[Gouda, le 8 juillet 1695]

A Pierre Bayle à Rotterdam

Le très érudit Basnage de Beauval à qui je demandais dimanche dernier de bien vouloir me prêter cet auteur parisien sur l’art typographique [1] m’a répondu avant-hier qu’il vous l’avait envoyé quelques jours auparavant de sorte que si je le voulais je devais vous le demander. Je le fais maintenant suffisamment tôt pour saisir l’occasion d’envoyer cette lettre par vos soins à Thomas Smith [2]. Ce n’est pas que je m’en inquiète, il suffirait que vous la fassiez porter par votre domestique au courrier public partant ce soir. Je suis tombé récemment sur la disputation de Frédéric Voigt qui a eu lieu sous la présidence de Jean-Georges Pritius à l’Académie de Leipzig [3], où votre opinion que l’athéisme ne mène pas nécessairement à la corruption des mœurs est examinée, et la querelle qui s’est élevée à ce sujet entre vous et Jurieu est racontée et discutée.
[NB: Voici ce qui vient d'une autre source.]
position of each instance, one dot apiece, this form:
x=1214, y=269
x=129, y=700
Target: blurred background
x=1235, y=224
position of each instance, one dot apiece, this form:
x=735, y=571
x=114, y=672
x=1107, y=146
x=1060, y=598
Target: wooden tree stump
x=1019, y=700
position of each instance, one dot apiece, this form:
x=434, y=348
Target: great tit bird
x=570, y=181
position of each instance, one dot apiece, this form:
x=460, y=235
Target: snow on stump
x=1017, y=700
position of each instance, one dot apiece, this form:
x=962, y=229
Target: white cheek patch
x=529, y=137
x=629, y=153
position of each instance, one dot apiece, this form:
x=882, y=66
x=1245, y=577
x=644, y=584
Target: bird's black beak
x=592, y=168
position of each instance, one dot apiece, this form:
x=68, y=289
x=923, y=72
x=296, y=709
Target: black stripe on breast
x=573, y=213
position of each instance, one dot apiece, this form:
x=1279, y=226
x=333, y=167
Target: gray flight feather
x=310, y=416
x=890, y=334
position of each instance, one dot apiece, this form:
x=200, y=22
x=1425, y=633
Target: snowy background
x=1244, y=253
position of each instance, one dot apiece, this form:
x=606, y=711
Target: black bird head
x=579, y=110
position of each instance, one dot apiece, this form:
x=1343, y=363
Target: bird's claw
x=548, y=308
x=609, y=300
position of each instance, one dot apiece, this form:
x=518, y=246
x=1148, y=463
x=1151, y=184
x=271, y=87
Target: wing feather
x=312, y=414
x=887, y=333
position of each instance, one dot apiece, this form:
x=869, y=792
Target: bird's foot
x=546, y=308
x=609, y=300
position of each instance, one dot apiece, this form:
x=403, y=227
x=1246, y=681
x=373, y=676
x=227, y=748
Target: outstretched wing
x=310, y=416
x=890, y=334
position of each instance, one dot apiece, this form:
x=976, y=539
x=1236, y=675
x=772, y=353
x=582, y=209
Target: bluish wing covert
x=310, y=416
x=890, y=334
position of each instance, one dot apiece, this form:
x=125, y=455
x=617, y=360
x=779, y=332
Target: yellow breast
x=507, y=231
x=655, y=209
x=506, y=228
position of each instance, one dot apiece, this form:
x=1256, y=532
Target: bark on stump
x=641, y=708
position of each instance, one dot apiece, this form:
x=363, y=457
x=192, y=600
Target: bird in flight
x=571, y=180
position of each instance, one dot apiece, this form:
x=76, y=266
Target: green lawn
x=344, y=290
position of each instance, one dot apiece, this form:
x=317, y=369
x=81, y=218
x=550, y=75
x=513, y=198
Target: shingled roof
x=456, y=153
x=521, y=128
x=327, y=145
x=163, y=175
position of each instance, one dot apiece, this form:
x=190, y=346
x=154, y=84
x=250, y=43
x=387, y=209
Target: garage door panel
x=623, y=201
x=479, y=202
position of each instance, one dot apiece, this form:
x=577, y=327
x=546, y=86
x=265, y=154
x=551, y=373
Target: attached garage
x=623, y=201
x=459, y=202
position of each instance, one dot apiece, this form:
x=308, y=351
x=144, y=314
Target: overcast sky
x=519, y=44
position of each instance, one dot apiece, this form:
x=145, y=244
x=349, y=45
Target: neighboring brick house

Je vous enverrai cette disputation à la première occasion si vous voulez. J’ai demandé qu’elle soit accompagnée d’autres disputations que vous avez déjà lues ; mais qui n’ont rien à voir. L’épigramme de Nicolaï Heinsius sur Talpa, auteur plagiaire que j’ai récemment cherché en vain, vous le trouverez p.119 [4] ; regardez si vous avez le temps, répondez-moi s’il s’agit d’un auteur réel ou d’un nom fictif.

Continuez à aimer votre Almeloveen comme vous faites.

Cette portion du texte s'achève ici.